Par   /   23 avril 2013  /  


Par Yanis ZOUBEIDI-DEFERT, Avocat au Barreau d’EPINAL, Docteur en droit, Chargé d’enseignements à l’Université de Lorraine,

Laura THIRION et Pierre LOIC, Etudiants en Master Droit européen des droits de l’homme, Faculté de droit de NANCY

 

L’article 6 paragraphe 1 de la Convention européenne des droits de l’homme (Conv. EDH) indique que « Toute personne a droit à ce que sa cause soit entendue équitablement (…) par un tribunal indépendant et impartial » et précise, en son paragraphe 3 que « l’accusé » (englobant aussi le prévenu dans la définition européenne) doit « disposer du temps et des facilités nécessaires à la préparation de sa défense ».
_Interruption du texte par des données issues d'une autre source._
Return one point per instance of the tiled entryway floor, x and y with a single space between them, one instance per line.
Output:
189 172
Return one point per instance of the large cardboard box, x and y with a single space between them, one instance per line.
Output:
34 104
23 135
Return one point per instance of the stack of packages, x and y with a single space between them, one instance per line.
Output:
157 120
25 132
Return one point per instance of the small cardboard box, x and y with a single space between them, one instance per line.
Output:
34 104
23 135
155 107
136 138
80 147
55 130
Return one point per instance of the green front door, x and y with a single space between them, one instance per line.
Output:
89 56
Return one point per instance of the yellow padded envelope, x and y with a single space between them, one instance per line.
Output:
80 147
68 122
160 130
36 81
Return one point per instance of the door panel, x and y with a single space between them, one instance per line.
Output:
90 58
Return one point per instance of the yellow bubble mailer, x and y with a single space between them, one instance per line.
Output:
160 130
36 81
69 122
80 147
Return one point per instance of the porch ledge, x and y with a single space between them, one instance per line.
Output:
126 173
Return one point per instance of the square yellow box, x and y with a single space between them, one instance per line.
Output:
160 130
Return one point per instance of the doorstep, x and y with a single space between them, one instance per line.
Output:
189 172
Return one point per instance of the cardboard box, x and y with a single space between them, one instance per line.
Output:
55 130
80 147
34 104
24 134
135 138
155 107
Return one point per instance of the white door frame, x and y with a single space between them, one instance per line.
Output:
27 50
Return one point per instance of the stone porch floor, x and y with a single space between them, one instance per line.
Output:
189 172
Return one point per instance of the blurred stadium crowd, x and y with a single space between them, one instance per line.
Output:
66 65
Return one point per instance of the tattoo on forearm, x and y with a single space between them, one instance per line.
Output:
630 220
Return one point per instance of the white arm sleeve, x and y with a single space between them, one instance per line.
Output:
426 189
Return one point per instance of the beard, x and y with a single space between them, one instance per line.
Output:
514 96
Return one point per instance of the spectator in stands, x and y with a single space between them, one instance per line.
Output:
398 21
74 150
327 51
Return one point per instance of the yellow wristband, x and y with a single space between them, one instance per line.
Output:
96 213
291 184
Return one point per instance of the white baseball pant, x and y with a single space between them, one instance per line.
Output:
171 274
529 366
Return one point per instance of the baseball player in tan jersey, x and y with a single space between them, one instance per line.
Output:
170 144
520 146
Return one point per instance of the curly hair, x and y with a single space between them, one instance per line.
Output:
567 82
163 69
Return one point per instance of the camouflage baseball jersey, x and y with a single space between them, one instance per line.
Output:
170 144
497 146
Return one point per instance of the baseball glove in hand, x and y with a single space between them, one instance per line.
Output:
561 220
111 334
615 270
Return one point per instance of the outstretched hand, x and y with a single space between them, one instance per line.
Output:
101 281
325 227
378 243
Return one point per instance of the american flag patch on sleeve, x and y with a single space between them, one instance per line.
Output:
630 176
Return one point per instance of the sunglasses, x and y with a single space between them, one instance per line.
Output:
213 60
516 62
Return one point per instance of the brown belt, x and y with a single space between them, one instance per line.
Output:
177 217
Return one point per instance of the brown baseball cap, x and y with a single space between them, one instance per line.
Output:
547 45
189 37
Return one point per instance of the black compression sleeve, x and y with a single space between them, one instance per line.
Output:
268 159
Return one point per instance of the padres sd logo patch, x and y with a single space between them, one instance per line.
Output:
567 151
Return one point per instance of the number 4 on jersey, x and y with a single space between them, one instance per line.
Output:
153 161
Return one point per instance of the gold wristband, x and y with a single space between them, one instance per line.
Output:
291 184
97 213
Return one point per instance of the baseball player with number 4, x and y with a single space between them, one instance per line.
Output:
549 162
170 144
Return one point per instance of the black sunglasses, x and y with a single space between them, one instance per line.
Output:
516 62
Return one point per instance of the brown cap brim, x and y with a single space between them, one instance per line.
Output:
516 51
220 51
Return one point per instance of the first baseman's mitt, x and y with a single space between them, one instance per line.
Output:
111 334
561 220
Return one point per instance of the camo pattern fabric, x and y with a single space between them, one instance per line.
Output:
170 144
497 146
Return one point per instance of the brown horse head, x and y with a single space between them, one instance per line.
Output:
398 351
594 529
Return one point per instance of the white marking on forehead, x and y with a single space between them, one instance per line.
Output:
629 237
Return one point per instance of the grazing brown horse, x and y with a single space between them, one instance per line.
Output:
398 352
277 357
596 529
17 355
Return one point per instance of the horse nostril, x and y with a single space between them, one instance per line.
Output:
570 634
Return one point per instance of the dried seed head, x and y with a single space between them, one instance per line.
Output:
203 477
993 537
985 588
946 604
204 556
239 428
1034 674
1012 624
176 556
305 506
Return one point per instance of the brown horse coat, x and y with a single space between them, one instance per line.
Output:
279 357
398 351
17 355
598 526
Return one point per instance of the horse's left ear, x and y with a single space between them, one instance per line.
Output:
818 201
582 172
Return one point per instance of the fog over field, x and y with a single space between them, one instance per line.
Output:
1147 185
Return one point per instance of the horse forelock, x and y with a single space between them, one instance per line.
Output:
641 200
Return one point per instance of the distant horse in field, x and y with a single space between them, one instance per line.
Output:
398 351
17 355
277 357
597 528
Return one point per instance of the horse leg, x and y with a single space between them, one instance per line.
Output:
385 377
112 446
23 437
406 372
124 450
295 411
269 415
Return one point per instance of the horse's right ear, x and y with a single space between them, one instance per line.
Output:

Cet article, tel qu’interprété par la Cour Européenne des Droits de l’Homme (Cour EDH), implique que « toute partie à une action civile et a fortiori à une action pénale, doit avoir une possibilité raisonnable d’exposer sa cause au tribunal dans des conditions qui ne la désavantagent pas d’une manière appréciable par rapport à la partie adverse » (Cour EDH, 30 juin 1959, Swabowicz c/ Suède). Le principe d’égalité des armes se dessinait. Plus récemment, la Cour EDH a défini de manière claire le principe en ces termes: « le principe de l’égalité des armesl’un des éléments de la notion plus large de procès équitable – requiert que chaque partie se voie offrir une possibilité raisonnable de présenter sa cause dans des conditions qui ne la placent pas dans une situation de net désavantage par rapport à son adversaire (…) Il implique aussi en principe le droit pour les parties à un procès de prendre connaissance de toute pièce ou observation soumise au juge (…) » (Cour EDH, 26 mai 2002, Fretté c/ France).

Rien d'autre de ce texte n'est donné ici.